Open cyangle opened 2 years ago
With the latest bug fixes, the interpreter could run all kemal tests successfully except the run_spec.cr
file which creates new processes with Process
.
@asterite @straight-shoota @sdogruyol
$ cr i spec/all_spec.cr
Using compiled compiler at /home/chao/git/personal/crystal/.build/crystal
....................................................................................................
Finished in 1.58 seconds
100 examples, 0 failures, 0 errors, 0 pending
real 0m3.263s
user 0m3.642s
sys 0m0.303s
Fork in interpreted mode is broken and I don't understand why yet. I debugged this a lot in the past. This will likely not be fixed any time soon.
Hello,
I'm not a unix expert, but I was looking a bit into this and on Darwin 19.6.0 x86_64, status = Process.run("ls")
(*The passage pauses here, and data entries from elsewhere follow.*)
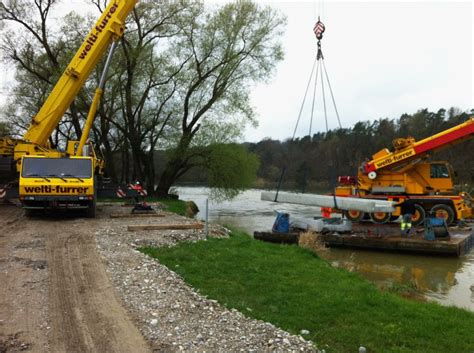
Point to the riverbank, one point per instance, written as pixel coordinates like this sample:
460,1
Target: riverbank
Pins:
442,279
171,314
303,294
stops at LibC.execvp(command, argv)
in Process.try_replace
that is executed in the child process started by LibC.fork
in Process.fork
.
Just as an experiment I tried to comment out the line that executes the command (LibC.execvp(command, argv)
) and I get an EINVAL
error from the parent and the Process.run()
call terminates trivially.
The input of LibC.execvp(command, argv)
is:
command: "ls"
argv: [Pointer(UInt8)@0x116920f6c, Pointer(UInt8).null]
Any idea why LibC.execvp(command, argv)
doesn't return?
How would you continue debugging this issue?
It's because there's something wrong in the way fork
is executed in the interpreter. And it's really hard to debug.
To begin with, we should start finding out why this happens:
pid = Crystal::System::Process.fork(will_exec: true)
if pid
puts "parent with child: #{pid}"
else
debugger
puts "child"
end
The output of running that through crystal i file.cr
is:
[warn] kevent: Bad file descriptor
[warn] kevent: Bad file descriptor
[warn] kevent: Bad file descriptor
...
My guess is that we'll need to make the interpreter aware of fork, but I'm not sure.
@straight-shoota This is a very complex bug and I think it is worth tracking it in #11555.
@asterite I have a partial fix for this defunct process issue.
The signal handlers were skipped for interpreted mode.
But it only fixes part of the issue.
Try interpreting spec/std/process_spec.cr
with and without this patch.
Somehow, the example code works with release build but not debug build.
diff --git a/src/kernel.cr b/src/kernel.cr
index 9f63d2ffc..0af75e9a7 100644
--- a/src/kernel.cr
+++ b/src/kernel.cr
@@ -523,7 +523,7 @@ end
end
{% end %}
-{% unless flag?(:interpreted) || flag?(:wasm32) %}
+{% unless flag?(:wasm32) %}
{% unless flag?(:win32) %}
# Background loop to cleanup unused fiber stacks.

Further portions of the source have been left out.